Favorites 8.12.13
Nectarines. Bright with flavor and beyond juicy just like a peach—but without the shiver-inducing baby fuzz on the skin.
Hiking through the jungle beneath a thunderstorm. You didn't expect the thunder or the rain and you're hiking in shorts but it's not cold and your bathing suit is not dry and the shadows between the trees loom in so close that you can almost touch the dusk around you and the smell and the sound of the rain hitting the leaves makes you think of a real jungle you walked through once when howler monkeys were going wild in the canopy.
Sourdough toast. Slightly browned from the heat coils in your toaster, with a lovely crunch and that snappy sour finish. It makes everything from butter and fig jam to an avocado, cheddar and dijon sandwich taste totally incendiary.
Windblow World: The Journals of Jack Kerouac 1947-54. You can dip in and out anytime you need a bite of self-pondering romanticism or raw, beautiful language.
Favorites 7.29.13
Pattypan squash: Cute. Creamy. The only summer squash worth eating. Believe.
When dogs sniff the wind: There's a moment in a dog's day when he's lying regally by the back door and suddenly the breeze kicks up. Watch him lift his nose to the wind. See him retreat from the front of his eyes as his shining nostrils pulse. Picture how he's catapulting all over the neighborhood on waves of scent—to lilac bushes, to sputtering lawn mowers, to the zucchini rotting in the compost pile, to the dead mice under the porch and all the lotion-greased kids in the park. I just ... it just kills me everytime, guys.
Chambray button-up shirts: For summer, I used to be a cardigan woman, but that's over now. Chambray shirts for life! They're cool and casual. Layer ’em over prom dresses, tank tops, boyfriend's tee shirts, or tube tops and worry not.
David Bowie singing in Italian: The sweet harmonies of Space Oddity, done in Italian, translated as god knows what. Love you, David.
Favorites 7.11.13
Your friends' weddings: The centerpiece of a summer night. A place where you can make poor decisions concerning alcohol and cupcake consumption. Where you power bond with new pals age 8 to 80. Where you don't say goodbye when you've reached your party limit but simply fade out the back door—off to ride a late train home through the city, phone dead, feet aching, head spinning, happy.

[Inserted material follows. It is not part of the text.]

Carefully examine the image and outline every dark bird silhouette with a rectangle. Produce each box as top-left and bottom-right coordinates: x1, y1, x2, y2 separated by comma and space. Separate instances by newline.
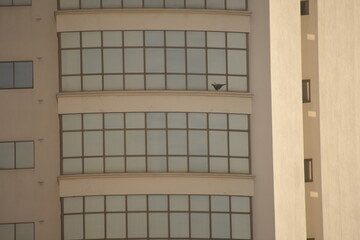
211, 83, 226, 91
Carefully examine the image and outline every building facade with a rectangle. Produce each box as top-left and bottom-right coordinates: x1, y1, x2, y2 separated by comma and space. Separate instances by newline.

Weeding the herb garden: This is work, but it's also quiet time and you're creating order out of chaos and it smells really, really good in there—alternately like lavender and like rosemary—and thus it's not just a worthwhile thing but a favorite thing.
Soba noodles: Made with buckwheat, cooked with love, eaten with pleasure. So much rich, nutty flavor you can go just sesame oil and salt on top. Minimalist delicious.
The Doors, "My Wild Love": It's primordial, haunting ... is it even a song? Or is it dark magic—sweat and chanting in the deep southern heat. Does it reach your deeper consciousness? Thanks to my fave Portland couple Jen and John Vitale for this one ...
Favorites 6.14.13
The wedge salad: Do you know it? A crucial salad event—half a head of lettuce, chopped down the middle and sprinkled with blue-cheese dressing, tomato, and boiled egg. Plus (if you're lucky), more blue cheese crumbles, caramelized onions, toasty croutons, et cetera. I don't do bacon. Aaanyway, I'd never even heard of the wedge until recently. I apologize for my tardiness on this matter.
Grey's Anatomy: I'm watching the whole series, start to finish. Kinda melodramatic, sure—but there's some wow moments in almost every show. Don't start an episode unless you're prepared to blow a night on three or four. Cliffhangers.
Going home: Fun is sorta fragile. It tends not to last. When the fun expires, you can feel it in the room like a drop in the air pressure. There's a skill to identifying this moment and promptly saying goodbye.
The National, Trouble Will Find Me: Didn't you know that The National had a new album? It's nice. Fraught, and sad in a lovely way. Also, two out of thirteen songs have my name in them. A sign?
Favorites 5.29.13
French bread: The very fresh kind, from a real bakery—I'd forgotten all about it. Soft as a pillow with a lovely crunch. Employ it as a makeshift spoon to consume your bowl of soup, and be rewarded with joy.
Ray Romano: He's got this salt-and-pepper, funny-awkward thing going that I'm pretty down for.
Sleeping easily: You don't really appreciate it until suddenly you don't have it—the kind of night when you fall asleep naturally and sleep deeply, waking only once to let in the cat and maybe lie there for a moment listening to the rain out on the lawn before slipping off again.
Milk Music, "The Final Scene": Wild, beautiful stuff. Eight minutes, sure, but ride it out—it won't be a chore. Let the reaper laugh, let the mountains crumble.